The new cloud-based technology cut out paper and scanning (the company removed 85 percent of the paper it used in its old AP process, saving more than 150,000 pieces of paper to date), and the need for data entry, while increasing the volume of invoices, according to Berg.

Instead of 11 clerks in 11 different locations obtaining signatures and processing forms, the centralized process allowed Berg to reassign those staff to other duties, more as investigators and more meaningful than data entry.  Because the system hyperlinks requisitions, orders, invoices and payments, it saves staff time when they research a problem.
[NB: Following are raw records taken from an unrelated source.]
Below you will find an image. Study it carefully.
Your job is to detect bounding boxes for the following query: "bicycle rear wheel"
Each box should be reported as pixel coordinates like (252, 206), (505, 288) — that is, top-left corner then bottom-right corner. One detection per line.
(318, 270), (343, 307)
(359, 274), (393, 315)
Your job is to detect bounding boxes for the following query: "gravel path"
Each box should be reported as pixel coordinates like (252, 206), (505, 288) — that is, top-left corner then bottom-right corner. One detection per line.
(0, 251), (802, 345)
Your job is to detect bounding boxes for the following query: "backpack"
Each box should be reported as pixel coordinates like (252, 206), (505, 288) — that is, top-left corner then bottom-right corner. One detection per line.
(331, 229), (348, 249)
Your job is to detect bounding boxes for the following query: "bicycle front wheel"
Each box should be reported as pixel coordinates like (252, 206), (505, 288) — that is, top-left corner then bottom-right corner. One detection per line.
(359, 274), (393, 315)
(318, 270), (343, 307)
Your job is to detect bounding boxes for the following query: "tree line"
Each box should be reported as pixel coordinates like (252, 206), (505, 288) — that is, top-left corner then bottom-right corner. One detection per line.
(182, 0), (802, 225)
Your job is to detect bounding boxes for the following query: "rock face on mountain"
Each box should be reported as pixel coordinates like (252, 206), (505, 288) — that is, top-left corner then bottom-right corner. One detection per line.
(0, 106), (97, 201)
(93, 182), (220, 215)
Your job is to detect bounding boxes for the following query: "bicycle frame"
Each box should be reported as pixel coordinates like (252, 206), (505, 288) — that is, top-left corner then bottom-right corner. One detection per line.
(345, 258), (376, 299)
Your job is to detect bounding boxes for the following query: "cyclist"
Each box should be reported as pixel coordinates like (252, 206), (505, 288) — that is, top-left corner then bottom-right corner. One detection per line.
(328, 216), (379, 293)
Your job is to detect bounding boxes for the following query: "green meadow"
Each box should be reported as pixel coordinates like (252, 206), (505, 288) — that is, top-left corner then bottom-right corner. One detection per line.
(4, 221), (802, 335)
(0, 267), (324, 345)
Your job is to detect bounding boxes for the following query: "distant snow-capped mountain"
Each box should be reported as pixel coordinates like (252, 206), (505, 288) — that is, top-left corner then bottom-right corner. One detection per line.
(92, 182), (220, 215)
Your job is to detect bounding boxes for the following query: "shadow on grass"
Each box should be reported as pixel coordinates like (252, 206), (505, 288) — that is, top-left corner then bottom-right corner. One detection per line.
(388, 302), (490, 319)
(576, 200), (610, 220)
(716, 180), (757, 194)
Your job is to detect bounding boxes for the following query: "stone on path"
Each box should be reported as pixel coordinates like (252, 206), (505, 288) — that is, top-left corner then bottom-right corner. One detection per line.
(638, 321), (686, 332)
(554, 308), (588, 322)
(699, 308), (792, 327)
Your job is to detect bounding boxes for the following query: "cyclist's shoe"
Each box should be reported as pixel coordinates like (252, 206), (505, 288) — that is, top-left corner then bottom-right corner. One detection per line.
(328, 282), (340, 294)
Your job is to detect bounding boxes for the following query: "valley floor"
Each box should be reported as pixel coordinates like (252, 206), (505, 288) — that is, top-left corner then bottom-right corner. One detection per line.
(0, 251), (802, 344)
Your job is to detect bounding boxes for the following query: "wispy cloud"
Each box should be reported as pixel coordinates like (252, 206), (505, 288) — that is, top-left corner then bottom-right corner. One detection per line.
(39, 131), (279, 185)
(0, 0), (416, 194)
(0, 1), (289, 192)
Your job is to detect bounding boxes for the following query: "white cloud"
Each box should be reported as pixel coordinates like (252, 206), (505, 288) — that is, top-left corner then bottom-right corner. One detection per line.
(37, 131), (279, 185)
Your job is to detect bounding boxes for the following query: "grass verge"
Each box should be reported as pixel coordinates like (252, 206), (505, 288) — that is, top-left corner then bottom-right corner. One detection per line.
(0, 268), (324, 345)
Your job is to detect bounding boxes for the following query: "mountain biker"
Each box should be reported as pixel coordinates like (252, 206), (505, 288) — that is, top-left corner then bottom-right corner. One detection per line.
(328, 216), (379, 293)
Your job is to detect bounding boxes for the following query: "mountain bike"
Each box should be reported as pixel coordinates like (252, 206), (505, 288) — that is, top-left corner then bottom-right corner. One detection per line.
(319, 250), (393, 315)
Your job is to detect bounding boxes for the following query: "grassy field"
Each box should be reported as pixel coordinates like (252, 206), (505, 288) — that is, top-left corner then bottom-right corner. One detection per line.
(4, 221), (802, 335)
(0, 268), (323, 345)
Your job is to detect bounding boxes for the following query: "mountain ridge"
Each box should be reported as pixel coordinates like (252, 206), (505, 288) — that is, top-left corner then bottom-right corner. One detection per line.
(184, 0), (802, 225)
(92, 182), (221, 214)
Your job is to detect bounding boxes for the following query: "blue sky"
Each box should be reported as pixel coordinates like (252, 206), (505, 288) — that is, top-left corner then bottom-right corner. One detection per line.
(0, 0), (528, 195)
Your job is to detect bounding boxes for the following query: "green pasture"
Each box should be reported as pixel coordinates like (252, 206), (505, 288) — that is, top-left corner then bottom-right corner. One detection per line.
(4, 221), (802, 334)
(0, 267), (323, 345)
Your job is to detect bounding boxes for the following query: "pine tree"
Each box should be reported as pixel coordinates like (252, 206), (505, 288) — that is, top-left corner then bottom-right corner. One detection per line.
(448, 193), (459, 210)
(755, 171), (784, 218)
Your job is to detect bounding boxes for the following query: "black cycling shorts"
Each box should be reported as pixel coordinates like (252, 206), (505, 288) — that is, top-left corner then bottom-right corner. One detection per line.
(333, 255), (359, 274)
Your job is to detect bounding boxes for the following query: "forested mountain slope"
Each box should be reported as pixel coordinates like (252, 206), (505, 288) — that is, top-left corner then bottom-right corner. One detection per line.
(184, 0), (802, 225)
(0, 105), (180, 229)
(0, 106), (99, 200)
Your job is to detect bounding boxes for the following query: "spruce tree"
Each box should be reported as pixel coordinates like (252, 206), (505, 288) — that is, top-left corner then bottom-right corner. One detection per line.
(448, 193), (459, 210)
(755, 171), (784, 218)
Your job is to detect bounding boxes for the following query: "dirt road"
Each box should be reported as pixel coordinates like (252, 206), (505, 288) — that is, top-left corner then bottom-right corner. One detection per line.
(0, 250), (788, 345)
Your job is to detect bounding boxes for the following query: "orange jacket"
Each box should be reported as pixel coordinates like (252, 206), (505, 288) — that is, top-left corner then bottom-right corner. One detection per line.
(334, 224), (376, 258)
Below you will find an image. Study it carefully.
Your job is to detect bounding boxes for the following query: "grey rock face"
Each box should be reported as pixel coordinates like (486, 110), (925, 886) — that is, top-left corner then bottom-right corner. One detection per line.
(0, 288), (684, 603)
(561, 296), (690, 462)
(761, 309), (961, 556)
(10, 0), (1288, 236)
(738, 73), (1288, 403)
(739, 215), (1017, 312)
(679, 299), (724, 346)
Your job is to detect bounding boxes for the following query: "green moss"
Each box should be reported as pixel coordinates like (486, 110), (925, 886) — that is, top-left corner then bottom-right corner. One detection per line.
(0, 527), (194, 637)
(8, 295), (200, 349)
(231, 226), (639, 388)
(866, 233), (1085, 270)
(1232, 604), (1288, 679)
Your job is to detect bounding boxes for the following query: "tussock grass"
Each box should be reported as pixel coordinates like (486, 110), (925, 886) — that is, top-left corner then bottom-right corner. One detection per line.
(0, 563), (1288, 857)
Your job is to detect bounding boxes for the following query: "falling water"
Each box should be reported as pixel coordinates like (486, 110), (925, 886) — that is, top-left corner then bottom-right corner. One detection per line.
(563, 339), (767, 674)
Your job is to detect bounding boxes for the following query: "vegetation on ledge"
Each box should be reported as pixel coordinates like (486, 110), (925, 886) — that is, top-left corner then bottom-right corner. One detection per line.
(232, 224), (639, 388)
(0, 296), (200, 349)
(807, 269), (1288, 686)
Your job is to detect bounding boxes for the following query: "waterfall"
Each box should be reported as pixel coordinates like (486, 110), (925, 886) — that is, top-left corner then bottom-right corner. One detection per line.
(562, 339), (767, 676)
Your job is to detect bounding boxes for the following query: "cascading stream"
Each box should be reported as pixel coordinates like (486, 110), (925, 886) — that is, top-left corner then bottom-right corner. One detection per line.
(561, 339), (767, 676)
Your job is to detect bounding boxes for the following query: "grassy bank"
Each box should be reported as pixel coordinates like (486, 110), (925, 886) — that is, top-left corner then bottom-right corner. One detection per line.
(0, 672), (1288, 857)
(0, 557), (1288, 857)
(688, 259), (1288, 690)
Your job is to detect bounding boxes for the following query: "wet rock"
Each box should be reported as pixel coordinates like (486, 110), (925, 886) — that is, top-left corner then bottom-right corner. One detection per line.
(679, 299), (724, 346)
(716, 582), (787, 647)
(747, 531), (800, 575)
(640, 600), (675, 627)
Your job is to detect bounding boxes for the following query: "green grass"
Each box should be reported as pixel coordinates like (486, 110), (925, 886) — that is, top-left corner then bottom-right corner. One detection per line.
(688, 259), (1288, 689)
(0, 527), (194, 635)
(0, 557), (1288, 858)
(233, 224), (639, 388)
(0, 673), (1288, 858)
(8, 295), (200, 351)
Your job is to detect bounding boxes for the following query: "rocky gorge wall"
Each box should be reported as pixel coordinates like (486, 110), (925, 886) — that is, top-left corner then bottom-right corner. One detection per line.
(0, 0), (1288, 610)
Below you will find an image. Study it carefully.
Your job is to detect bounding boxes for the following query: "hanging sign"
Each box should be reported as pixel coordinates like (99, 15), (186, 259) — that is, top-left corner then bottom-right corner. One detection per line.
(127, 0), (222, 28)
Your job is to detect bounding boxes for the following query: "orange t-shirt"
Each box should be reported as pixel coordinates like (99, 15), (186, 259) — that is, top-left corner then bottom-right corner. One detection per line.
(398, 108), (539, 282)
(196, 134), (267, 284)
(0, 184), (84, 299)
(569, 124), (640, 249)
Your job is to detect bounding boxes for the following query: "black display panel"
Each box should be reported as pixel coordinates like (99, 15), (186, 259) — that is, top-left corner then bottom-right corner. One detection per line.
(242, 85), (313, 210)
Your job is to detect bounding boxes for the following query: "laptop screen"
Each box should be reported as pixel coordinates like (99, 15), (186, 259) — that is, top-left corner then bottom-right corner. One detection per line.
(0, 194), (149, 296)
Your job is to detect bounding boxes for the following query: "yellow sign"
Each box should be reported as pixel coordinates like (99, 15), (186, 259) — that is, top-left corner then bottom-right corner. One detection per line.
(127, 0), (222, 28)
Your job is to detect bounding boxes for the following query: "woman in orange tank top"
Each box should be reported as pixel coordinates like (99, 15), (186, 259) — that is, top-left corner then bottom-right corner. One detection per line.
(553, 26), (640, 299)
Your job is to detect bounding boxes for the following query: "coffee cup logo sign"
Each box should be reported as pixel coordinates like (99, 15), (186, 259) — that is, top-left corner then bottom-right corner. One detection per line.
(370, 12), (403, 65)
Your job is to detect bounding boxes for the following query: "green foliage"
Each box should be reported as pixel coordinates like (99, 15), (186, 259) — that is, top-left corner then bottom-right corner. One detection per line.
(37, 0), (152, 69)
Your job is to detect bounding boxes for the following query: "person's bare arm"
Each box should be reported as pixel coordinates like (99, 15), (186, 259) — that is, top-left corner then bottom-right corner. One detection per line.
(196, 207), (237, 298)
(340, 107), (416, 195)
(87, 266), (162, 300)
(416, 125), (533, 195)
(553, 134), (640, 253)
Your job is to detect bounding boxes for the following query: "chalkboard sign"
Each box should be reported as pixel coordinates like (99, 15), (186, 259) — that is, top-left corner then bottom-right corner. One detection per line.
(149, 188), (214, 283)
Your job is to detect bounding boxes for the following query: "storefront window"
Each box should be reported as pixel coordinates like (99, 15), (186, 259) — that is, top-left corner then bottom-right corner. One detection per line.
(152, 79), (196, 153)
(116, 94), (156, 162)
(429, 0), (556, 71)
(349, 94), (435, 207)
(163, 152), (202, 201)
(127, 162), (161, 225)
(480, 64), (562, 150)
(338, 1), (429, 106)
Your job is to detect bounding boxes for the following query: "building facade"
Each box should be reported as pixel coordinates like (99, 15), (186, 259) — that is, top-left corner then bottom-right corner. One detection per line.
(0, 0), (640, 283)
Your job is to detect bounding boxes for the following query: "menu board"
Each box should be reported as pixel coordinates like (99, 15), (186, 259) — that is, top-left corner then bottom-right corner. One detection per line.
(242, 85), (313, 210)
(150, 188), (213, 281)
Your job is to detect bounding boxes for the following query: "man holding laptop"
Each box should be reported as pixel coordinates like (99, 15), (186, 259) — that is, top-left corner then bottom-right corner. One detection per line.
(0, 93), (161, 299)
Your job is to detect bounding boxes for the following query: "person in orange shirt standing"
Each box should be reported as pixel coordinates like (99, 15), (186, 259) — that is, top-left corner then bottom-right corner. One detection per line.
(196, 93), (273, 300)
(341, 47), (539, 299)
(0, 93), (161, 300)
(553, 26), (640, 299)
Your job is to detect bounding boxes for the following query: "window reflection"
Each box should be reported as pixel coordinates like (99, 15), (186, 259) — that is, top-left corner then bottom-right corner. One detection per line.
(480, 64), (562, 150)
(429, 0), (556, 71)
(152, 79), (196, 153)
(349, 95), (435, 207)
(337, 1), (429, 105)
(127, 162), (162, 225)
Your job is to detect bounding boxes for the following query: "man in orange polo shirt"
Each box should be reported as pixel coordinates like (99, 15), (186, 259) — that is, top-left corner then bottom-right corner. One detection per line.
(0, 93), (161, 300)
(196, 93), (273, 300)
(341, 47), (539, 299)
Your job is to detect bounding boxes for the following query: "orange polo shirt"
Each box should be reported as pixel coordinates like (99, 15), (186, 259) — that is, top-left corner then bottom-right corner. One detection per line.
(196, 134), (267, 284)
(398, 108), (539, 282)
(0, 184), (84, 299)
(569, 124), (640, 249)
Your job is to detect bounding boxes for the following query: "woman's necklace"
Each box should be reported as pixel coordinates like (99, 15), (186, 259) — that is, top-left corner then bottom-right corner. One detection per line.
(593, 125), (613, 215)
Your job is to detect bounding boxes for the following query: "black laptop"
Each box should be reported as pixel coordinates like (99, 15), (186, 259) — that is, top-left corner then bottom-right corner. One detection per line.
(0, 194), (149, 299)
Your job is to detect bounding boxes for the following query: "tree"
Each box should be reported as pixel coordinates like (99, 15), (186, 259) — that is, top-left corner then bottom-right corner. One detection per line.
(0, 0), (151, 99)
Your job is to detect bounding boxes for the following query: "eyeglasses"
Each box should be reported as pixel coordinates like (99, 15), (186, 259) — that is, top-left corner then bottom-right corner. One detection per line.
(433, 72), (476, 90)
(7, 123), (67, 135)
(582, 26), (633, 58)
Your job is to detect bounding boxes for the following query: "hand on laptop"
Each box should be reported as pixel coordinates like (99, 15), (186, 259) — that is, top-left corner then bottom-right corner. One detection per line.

"We've taken a clerical job and made it a higher quality job, an enriching job experience. Now they can investigate what goes wrong. A former AP clerk had a dead end job but now they can move on to other positions in the company," Berg said.

Before the organization implemented the cloud-based system, the information had to be entered four times into four different systems in order to process a purchase order. Now it is keyed in once. "The quality of the data is much higher because it's not keyed in multiple times. It's more efficient and the error rate is much lower," he said.

Although manual processes may make sense in smaller organizations, Berg says as hospitals and health systems grow there may come a time when they want an electronic solution. For Molina, the manual processes couldn't sustain a company that projects revenue of $12.5 billion in 2015.

"There is no silver bullet that is going to fit every situation," Berg said. "You have to look around at the problems you have and find a system that will match the problems you are trying to solve. You also have to look three to five years into the future to make sure you fit the need so you don't have to redo it two years from now."